Often criticized for its failure to make money for rights holders, Spotify’s average rate per play continues to decline, calling into question, yet again, the viability of the freemium model of music streaming.
Down, down, down it goes, where it stops nobody knows… The monthly average rate per play on Spotify is currently .00408 for master rights holders.
48 Months of Spotify Streaming Rates from Jun 2011 thru May 2015 on an indie label catalog of over 1,500 songs with over 10m plays.
Spotify rates per spin appear to have peaked and are now on a steady decline over time.
Per stream rates are dropping because the amount of revenue is not keeping pace with the number of streams. There are several possible causes:
1) Advertising rates are falling as more “supply” (the number of streams) come on line and the market saturates.

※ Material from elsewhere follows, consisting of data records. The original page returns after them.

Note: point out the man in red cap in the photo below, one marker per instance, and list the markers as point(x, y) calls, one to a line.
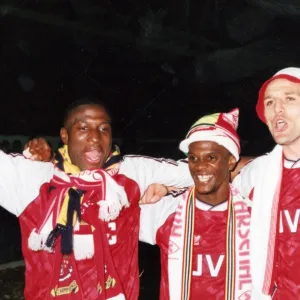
point(203, 234)
point(271, 181)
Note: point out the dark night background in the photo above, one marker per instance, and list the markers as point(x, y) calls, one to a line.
point(159, 65)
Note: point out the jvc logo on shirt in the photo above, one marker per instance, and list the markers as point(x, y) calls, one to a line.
point(213, 269)
point(288, 221)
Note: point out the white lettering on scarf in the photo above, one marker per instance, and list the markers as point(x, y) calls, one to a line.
point(214, 271)
point(292, 223)
point(243, 246)
point(112, 238)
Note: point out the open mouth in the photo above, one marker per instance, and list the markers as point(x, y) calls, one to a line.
point(93, 156)
point(280, 125)
point(204, 178)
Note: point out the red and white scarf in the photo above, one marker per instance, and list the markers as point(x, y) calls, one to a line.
point(73, 226)
point(238, 286)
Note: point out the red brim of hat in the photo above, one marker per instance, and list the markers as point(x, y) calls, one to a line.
point(260, 108)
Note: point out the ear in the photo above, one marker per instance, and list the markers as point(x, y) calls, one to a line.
point(64, 135)
point(231, 163)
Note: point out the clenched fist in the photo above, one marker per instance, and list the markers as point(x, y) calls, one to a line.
point(38, 149)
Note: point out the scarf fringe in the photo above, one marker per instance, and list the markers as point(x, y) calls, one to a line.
point(37, 241)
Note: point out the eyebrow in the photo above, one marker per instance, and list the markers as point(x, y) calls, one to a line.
point(285, 93)
point(81, 120)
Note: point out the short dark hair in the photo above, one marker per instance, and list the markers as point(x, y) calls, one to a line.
point(87, 100)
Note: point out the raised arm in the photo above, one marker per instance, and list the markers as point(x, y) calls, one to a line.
point(147, 170)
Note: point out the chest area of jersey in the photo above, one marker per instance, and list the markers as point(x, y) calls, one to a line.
point(209, 243)
point(289, 204)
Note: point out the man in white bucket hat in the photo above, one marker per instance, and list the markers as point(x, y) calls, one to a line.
point(203, 233)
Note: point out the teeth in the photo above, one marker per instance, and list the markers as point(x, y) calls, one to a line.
point(204, 178)
point(280, 124)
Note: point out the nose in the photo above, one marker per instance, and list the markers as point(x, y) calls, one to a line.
point(201, 164)
point(278, 107)
point(95, 136)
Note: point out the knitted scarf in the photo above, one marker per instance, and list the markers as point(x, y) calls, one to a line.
point(73, 227)
point(238, 279)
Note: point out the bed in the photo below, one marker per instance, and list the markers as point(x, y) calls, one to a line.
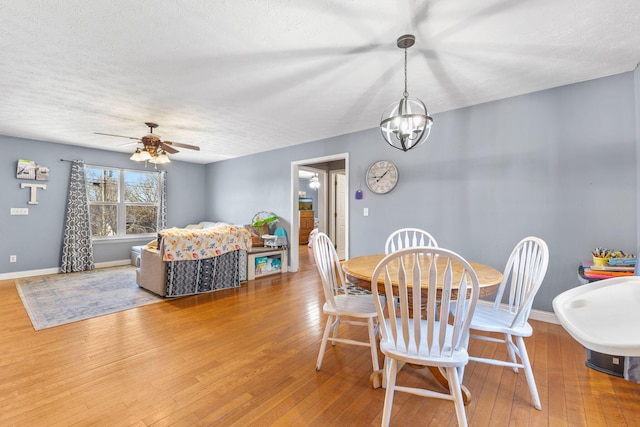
point(187, 261)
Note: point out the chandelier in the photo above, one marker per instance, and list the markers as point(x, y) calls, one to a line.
point(406, 124)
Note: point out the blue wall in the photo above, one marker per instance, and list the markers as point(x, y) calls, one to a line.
point(36, 239)
point(559, 164)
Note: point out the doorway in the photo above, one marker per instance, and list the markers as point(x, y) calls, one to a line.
point(333, 192)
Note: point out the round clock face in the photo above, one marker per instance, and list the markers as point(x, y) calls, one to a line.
point(382, 177)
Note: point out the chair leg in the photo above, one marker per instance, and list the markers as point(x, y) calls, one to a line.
point(390, 372)
point(456, 393)
point(372, 342)
point(508, 340)
point(528, 372)
point(323, 344)
point(336, 327)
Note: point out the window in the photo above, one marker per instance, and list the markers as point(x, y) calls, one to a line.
point(122, 202)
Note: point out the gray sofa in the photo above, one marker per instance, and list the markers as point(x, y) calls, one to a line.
point(179, 278)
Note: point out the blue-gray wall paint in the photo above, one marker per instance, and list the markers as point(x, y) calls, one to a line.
point(559, 164)
point(36, 239)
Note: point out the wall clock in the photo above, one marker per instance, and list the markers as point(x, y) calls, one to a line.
point(382, 177)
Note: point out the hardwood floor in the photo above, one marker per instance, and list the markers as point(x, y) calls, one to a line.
point(247, 357)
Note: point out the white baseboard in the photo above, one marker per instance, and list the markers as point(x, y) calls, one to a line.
point(56, 270)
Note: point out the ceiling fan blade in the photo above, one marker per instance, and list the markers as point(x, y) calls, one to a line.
point(178, 144)
point(119, 136)
point(169, 149)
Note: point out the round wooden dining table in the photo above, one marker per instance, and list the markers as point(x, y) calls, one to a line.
point(359, 271)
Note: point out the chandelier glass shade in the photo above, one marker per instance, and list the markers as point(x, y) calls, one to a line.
point(406, 124)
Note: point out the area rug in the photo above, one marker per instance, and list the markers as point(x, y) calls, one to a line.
point(58, 299)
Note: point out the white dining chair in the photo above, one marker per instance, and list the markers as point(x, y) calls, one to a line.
point(340, 306)
point(408, 238)
point(419, 330)
point(508, 314)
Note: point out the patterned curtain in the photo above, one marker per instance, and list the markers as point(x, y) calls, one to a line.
point(77, 251)
point(162, 211)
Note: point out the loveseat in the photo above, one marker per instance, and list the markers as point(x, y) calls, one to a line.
point(199, 258)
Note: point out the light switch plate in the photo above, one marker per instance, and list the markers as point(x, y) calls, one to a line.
point(19, 211)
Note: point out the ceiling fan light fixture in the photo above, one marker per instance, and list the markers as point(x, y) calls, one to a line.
point(136, 156)
point(406, 124)
point(160, 159)
point(144, 156)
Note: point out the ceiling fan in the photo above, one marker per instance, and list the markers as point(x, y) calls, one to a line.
point(154, 148)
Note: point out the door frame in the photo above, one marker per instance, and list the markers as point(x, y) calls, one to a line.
point(294, 248)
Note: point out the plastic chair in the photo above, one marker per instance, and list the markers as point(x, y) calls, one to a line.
point(339, 303)
point(408, 238)
point(418, 330)
point(522, 277)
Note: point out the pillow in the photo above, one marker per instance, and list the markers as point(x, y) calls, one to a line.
point(210, 224)
point(194, 226)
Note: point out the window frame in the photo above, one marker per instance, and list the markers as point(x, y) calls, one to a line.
point(122, 204)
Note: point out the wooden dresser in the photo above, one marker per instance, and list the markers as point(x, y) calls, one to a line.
point(306, 226)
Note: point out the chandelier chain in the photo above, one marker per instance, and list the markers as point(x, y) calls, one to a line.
point(406, 93)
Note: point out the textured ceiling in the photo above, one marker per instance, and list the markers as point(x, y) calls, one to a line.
point(243, 76)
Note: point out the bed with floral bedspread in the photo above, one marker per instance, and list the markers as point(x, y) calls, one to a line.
point(203, 260)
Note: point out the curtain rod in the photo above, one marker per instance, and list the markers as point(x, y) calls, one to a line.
point(111, 167)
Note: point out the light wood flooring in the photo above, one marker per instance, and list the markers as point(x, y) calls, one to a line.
point(247, 357)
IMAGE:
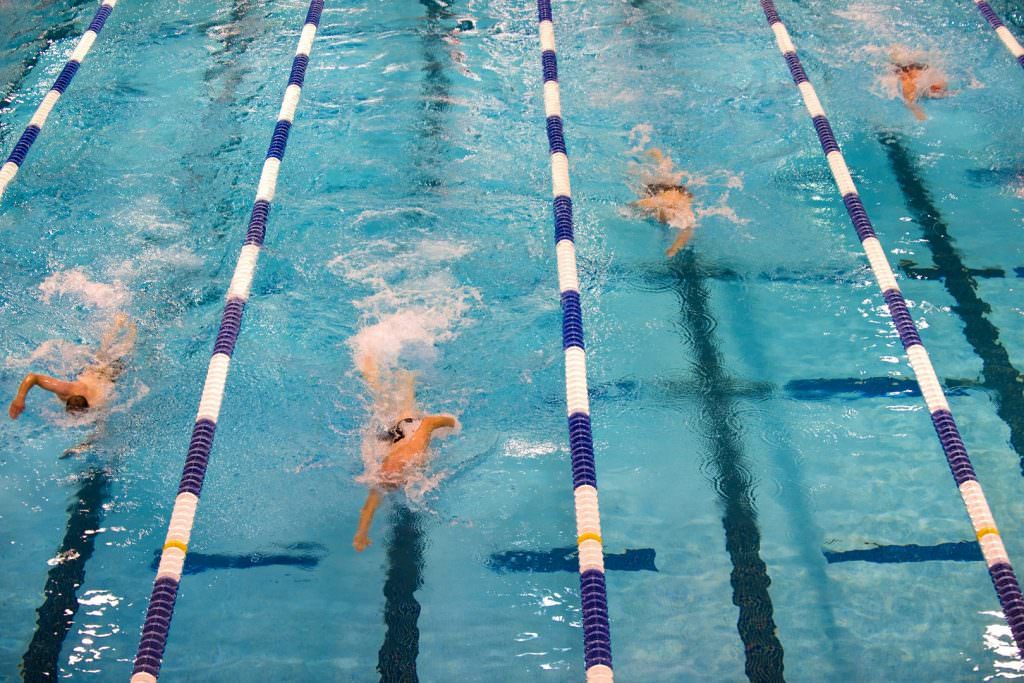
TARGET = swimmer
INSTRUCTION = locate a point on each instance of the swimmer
(93, 387)
(671, 204)
(916, 80)
(407, 440)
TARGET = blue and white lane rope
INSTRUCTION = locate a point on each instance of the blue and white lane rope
(985, 529)
(1001, 31)
(596, 633)
(20, 151)
(165, 590)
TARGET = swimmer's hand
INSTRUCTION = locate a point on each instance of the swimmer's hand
(16, 408)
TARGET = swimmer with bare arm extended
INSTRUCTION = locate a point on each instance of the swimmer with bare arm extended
(94, 385)
(916, 80)
(409, 439)
(669, 203)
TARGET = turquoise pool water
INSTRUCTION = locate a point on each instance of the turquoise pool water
(748, 396)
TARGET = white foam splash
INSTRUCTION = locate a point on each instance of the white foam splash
(415, 304)
(75, 283)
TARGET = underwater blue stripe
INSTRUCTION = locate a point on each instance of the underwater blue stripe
(23, 145)
(1004, 579)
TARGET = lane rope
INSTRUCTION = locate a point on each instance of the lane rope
(20, 151)
(593, 596)
(999, 568)
(165, 589)
(1001, 31)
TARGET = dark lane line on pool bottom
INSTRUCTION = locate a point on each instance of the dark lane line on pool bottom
(56, 614)
(961, 551)
(997, 372)
(396, 658)
(567, 559)
(764, 658)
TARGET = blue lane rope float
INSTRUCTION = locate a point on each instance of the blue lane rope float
(1001, 31)
(165, 589)
(20, 151)
(1004, 579)
(596, 633)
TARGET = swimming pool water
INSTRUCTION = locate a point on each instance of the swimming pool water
(743, 421)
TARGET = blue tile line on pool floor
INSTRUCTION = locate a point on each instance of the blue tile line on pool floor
(727, 466)
(1001, 31)
(999, 568)
(997, 371)
(55, 615)
(593, 596)
(20, 151)
(161, 609)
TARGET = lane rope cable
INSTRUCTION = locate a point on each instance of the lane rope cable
(1001, 31)
(1001, 572)
(165, 589)
(593, 596)
(20, 151)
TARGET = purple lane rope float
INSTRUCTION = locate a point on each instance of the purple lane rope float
(20, 151)
(1004, 579)
(593, 597)
(165, 589)
(1001, 31)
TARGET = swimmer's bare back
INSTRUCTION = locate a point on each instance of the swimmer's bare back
(671, 205)
(403, 458)
(93, 387)
(66, 391)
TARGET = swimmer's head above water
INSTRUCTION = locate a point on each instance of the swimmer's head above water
(76, 403)
(396, 432)
(655, 188)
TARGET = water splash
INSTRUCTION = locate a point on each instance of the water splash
(75, 284)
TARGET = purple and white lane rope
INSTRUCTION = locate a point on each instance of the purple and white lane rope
(596, 633)
(165, 590)
(20, 151)
(999, 568)
(1001, 31)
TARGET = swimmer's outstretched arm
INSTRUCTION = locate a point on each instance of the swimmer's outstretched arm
(681, 239)
(432, 422)
(361, 540)
(59, 387)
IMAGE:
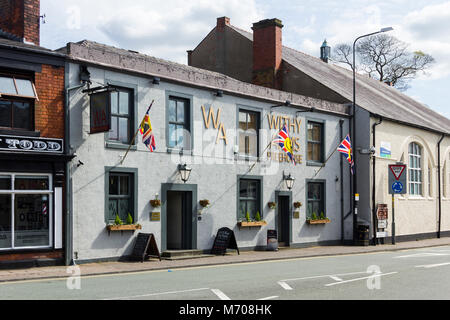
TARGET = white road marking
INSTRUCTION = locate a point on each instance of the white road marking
(156, 294)
(424, 254)
(269, 298)
(220, 294)
(433, 265)
(284, 285)
(335, 278)
(351, 280)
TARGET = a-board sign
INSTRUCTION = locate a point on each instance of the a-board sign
(272, 240)
(144, 247)
(397, 179)
(225, 239)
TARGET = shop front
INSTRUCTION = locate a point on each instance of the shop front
(31, 201)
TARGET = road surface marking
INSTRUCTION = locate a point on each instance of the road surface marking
(220, 294)
(269, 298)
(335, 277)
(156, 294)
(284, 285)
(433, 265)
(424, 254)
(351, 280)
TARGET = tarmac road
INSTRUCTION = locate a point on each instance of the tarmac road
(422, 273)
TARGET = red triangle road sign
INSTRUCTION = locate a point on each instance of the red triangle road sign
(397, 170)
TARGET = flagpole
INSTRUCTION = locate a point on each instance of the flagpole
(137, 131)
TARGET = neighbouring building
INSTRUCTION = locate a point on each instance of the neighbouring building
(395, 125)
(33, 154)
(219, 128)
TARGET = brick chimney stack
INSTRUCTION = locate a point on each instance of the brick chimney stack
(21, 18)
(267, 53)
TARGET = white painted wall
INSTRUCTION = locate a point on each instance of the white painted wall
(214, 170)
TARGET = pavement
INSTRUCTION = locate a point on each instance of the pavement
(152, 264)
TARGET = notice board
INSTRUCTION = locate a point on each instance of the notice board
(145, 247)
(225, 239)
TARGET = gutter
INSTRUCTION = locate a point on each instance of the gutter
(68, 255)
(341, 138)
(374, 209)
(439, 185)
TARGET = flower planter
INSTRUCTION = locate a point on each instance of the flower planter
(249, 224)
(123, 227)
(323, 221)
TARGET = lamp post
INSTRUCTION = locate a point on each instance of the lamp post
(353, 134)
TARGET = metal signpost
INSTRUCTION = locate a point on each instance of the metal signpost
(397, 185)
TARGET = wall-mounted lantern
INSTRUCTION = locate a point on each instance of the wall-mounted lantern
(185, 172)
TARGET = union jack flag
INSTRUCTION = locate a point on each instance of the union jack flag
(146, 130)
(285, 143)
(346, 149)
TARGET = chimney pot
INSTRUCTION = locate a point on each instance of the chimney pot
(267, 53)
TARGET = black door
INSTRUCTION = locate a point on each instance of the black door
(179, 220)
(283, 221)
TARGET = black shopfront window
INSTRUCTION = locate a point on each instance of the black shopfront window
(25, 211)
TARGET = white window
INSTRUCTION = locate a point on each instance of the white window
(415, 169)
(25, 211)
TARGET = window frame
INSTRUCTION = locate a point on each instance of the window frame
(30, 113)
(13, 192)
(323, 201)
(417, 171)
(321, 143)
(133, 188)
(17, 95)
(248, 110)
(189, 98)
(133, 118)
(259, 196)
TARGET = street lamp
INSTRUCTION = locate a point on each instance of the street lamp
(185, 172)
(353, 131)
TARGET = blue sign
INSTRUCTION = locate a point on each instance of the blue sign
(397, 187)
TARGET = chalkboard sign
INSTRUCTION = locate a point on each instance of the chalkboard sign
(144, 247)
(225, 239)
(272, 240)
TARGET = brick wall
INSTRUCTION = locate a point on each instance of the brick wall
(21, 18)
(49, 110)
(267, 53)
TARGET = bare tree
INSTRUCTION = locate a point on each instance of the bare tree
(385, 58)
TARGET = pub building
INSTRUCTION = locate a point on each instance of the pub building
(214, 165)
(33, 153)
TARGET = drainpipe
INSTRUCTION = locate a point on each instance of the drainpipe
(374, 209)
(439, 183)
(341, 138)
(69, 216)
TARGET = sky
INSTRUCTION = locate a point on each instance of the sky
(167, 29)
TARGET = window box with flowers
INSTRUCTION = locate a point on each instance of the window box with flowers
(119, 225)
(314, 219)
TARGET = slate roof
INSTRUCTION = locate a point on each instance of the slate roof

2) The proportion of lower paying “free streams” is growing faster than the proportion of higher paying “paid streams.”
3) All of the above.
This confirms our long held suspicion that as a flat price “freemium” subscription service scales the price per stream will drop. As the service reaches “scale” the pool of streaming revenue becomes a fixed amount. The pie can’t get any larger and adding more streams only cuts the pie into smaller pieces!
The data above is aggregated. In all cases the total amount of revenue is divided by the total number of the streams per service (ex: $4,080 / 1,000,000 = .00408 per stream). Multiple tiers and pricing structures are all summed together and divided to create an averaged, single rate per play.